Reference

Please accompany the reference with examples from the repo.

PythonTask¶

sdkyaml

runnable.PythonTask ¶

An execution node of the pipeline of python functions. Please refer to concepts for more information.

Attributes:

name (str) –

The name of the node.
function (callable) –

The function to execute.
terminate_with_success (bool) –

Whether to terminate the pipeline with a success after this node. Defaults to False.
terminate_with_failure (bool) –

Whether to terminate the pipeline with a failure after this node. Defaults to False.
on_failure (str) –

The name of the node to execute if the step fails.
returns (List[Union[str, TaskReturns]]) –
A list of the names of variables to return from the task. The names should match the order of the variables returned by the function.

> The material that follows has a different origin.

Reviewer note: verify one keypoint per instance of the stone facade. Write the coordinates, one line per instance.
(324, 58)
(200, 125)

TaskReturns: can be JSON friendly variables, objects or metrics.

By default, all variables are assumed to be JSON friendly and will be serialized to JSON. Pydantic models are readily supported and will be serialized to JSON.

To return a python object, please use pickled(<name>). It is advised to use pickled(<name>) for big JSON friendly variables.

For example,
```
from runnable import pickled

def f():
    ...
    x = 1
    return x, df # A simple JSON friendly variable and a python object.

task = PythonTask(name="task", function=f, returns=["x", pickled(df)]))
```
To mark any JSON friendly variable as a metric, please use metric(x). Metric variables should be JSON friendly and can be treated just like any other parameter.
catalog (Optional[Catalog]) –

The files sync data from/to, refer to Catalog.
secrets (List[str]) –

List of secrets to pass to the task. They are exposed as environment variables and removed after execution.

overrides (Dict[str, Any]) –

Any overrides to the command. Individual tasks can override the global configuration config by referring to the specific override.

For example,

Global configuration¶

executor:
  type: local-container
  config:
    docker_image: "runnable/runnable:latest"
    overrides:
      custom_docker_image:
        docker_image: "runnable/runnable:custom"

Task specific configuration¶

task = PythonTask(name="task", function="function'",
        overrides={'local-container': custom_docker_image})

An execution node of the pipeline of python functions.
Please refer to define pipeline/tasks/python for more information.

As part of the dag definition, a python task is defined as follows:

dag:
  steps:
    python_task: # The name of the node
      type: task
      command_type: python # this is default
      command: my_module.my_function # the dotted path to the function. Please refer to the yaml section of
        define pipeline/tasks/python for concrete details.
      returns:
        - name: # The name to assign the return value
          kind: json # the default value is json,
            can be object for python objects and metric for metrics
      secrets:
        - my_secret_key # A list of secrets to expose by secrets manager
      catalog:
        get:
          - A list of glob patterns to get from the catalog to the local file system
        put:
          - A list of glob patterns to put to the catalog from the local file system
      on_failure: The name of the step to traverse in case of failure
      overrides:
        Individual tasks can override the global configuration config by referring to the
        specific override.

        For example,
        #Global configuration
        executor:
        type: local-container
        config:
          docker_image: "runnable/runnable:latest"
          overrides:
          custom_docker_image:
            docker_image: "runnable/runnable:custom"

        ## In the node definition
        overrides:
        local-container:
          docker_image: "runnable/runnable:custom"

        This instruction will override the docker image for the local-container executor.
      next: The next node to execute after this task, use "success" to terminate the pipeline successfully
        or "fail" to terminate the pipeline with an error.

NotebookTask¶

sdkyaml

runnable.NotebookTask ¶

An execution node of the pipeline of notebook. Please refer to concepts for more information.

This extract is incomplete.